Por ello, “es urgente que la CIDH solicite a la Argentina la adopción de medidas cautelares para evitar que las víctimas y demás habitantes de las Comunidades continúen siendo expuestos a daños irreparables para su vida, integridad personal y derecho comunitario a la propiedad e identidad cultural”, indicaron desde andhes.
En este sentido, solicitaron la “adopción por parte del Estado Argentino, en un plazo no mayor a 15 días, de medidas orientadas a garantizar la vida e integridad personal de las personas pertenecientes a las Comunidades peticionantes y a garantizar la vida e integridad personal de los Caciques y los y las Miembros de los Consejos indígenas de las Comunidades peticionantes en su carácter de tales y de defensores de derechos humanos de sus comunidades”.

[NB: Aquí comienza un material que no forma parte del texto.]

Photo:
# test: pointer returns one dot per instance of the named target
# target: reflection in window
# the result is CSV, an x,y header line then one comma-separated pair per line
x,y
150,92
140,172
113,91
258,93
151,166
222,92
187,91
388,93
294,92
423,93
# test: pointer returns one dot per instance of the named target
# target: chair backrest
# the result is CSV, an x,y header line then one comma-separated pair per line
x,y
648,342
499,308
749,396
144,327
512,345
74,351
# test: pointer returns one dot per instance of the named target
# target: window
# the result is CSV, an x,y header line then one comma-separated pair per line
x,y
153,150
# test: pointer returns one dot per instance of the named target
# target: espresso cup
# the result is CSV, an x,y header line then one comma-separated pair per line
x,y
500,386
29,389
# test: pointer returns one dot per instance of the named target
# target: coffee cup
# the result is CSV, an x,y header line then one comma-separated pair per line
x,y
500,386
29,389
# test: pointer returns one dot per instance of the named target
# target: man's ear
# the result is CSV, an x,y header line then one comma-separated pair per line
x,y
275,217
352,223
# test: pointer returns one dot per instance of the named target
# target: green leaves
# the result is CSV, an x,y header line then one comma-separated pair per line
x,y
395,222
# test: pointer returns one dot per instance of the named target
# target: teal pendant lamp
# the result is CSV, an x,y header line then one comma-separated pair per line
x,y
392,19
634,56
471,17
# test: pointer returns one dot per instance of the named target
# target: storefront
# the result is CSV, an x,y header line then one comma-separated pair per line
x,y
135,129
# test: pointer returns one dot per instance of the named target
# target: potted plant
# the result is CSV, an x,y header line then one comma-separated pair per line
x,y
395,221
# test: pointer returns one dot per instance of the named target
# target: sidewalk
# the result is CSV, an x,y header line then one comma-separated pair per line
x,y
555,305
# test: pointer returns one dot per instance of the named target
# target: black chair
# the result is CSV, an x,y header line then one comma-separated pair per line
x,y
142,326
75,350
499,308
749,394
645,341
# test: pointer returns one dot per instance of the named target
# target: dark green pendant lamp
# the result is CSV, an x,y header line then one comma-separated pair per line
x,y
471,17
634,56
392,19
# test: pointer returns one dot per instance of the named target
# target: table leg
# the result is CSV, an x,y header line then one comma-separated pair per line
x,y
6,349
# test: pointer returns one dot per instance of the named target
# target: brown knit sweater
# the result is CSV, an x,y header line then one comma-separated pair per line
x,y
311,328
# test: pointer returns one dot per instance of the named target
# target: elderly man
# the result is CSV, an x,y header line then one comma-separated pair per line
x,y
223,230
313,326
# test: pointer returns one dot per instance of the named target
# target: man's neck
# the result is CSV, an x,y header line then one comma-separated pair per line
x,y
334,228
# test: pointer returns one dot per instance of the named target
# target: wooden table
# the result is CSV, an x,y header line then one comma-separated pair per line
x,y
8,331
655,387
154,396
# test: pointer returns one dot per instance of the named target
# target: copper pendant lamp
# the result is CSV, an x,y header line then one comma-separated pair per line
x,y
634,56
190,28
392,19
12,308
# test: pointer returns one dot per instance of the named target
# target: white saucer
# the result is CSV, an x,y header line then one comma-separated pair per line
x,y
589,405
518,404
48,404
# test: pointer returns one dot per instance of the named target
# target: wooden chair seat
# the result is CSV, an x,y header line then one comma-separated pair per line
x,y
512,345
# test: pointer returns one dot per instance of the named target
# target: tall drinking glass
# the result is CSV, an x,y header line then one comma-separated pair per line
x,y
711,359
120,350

También recalcaron la necesidad de que la Argentina, de manera inmediata, “decida las medidas adecuadas y efectivas necesarias para proteger los derechos a la vida, la propiedad y la protección judicial de las Comunidades y sus miembros, garantizando la suspensión de todo acto o medida que implique el desalojo de las comunidades indígenas peticionantes de sus territorios, al menos hasta que se presente el informe final del relevamiento técnico territorial iniciado en cumplimiento de la Ley N° 26.160”.
Finalmente, pidieron “medidas adecuadas y efectivas para proteger los derechos a la vida, la propiedad y la protección judicial de las Comunidades y sus miembros, garantizando la suspensión de todo acto o medida que implique el desalojo de las comunidades indígenas peticionantes de sus territorios, al menos hasta que se presente el informe final del relevamiento técnico territorial iniciado en cumplimiento de la Ley N° 26.160”.